Censoring chemical data to mitigate dual use risk
Quintina L. Campbell, Jonathan Herington, Andrew D. White
TL;DR
The paper addresses dual-use risks in predictive chemistry by proposing data-level mitigation through selective noise applied to sensitive data regions, aiming to preserve openness while reducing misuse. It formally analyzes and empirically tests how perturbing either molecular features (via SMILES replacements) or labels in sensitive regions affects model bias and variance across 1D, MLP, and GCN tasks, including lipophilicity prediction. Key finding: selective feature noise can induce attenuation bias in sensitive regions and decrease predictive accuracy for dangerous compounds, while omission of sensitive data fails to prevent extrapolation in deep learning models; label noise increases variance. The approach offers a model-agnostic path to safer open data sharing, though it requires further refinement to balance protection with accuracy in the non-sensitive region and to handle multiple sensitivity levels.
Abstract
Machine learning models have dual-use potential, potentially serving both beneficial and malicious purposes.
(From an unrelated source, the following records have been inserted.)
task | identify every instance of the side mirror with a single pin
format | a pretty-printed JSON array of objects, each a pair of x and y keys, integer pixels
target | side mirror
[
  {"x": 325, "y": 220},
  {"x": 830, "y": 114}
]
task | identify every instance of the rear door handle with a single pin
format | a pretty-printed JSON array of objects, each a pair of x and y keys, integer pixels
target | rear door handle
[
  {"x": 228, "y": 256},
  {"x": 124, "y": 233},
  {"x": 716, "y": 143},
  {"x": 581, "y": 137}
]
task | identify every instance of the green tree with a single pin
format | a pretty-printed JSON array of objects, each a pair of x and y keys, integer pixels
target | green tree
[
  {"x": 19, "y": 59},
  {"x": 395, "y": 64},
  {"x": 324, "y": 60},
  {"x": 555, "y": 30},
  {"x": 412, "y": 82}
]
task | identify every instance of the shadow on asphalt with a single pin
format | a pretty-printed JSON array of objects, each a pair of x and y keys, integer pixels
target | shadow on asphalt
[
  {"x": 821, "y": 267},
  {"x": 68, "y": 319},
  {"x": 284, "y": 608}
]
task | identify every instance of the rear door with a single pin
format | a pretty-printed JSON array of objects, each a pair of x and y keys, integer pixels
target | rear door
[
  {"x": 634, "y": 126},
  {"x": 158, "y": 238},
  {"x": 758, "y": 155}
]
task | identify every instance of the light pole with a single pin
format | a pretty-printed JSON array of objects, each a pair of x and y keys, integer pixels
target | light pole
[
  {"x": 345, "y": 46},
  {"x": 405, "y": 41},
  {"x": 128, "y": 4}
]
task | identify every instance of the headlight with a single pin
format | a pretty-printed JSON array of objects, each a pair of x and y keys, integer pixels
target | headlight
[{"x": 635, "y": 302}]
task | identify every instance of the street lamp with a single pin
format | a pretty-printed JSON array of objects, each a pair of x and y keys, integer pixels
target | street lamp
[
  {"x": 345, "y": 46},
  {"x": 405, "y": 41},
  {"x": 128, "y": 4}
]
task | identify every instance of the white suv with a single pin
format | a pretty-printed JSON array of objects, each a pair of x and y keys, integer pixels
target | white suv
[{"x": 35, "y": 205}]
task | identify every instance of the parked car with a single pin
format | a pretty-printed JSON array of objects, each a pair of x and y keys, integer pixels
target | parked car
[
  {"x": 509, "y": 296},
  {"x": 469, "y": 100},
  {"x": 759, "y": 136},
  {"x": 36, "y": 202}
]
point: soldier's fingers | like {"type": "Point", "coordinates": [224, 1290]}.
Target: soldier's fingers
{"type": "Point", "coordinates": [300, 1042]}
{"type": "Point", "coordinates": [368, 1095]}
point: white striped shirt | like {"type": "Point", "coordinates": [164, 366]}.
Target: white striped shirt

The development of open-source models in chemistry has specifically surfaced dual-use concerns around toxicological data and chemical warfare agents. We discuss a chain risk framework identifying three misuse pathways and corresponding mitigation strategies: inference-level, model-level, and data-level. At the data level, we introduce a model-agnostic noising method to increase prediction error in specific desired regions (sensitive regions). Our results show that selective noise induces variance and attenuation bias, whereas simply omitting sensitive data fails to prevent extrapolation. These findings hold for both molecular feature multilayer perceptrons and graph neural networks. Thus, noising molecular structures can enable open sharing of potential dual-use molecular data.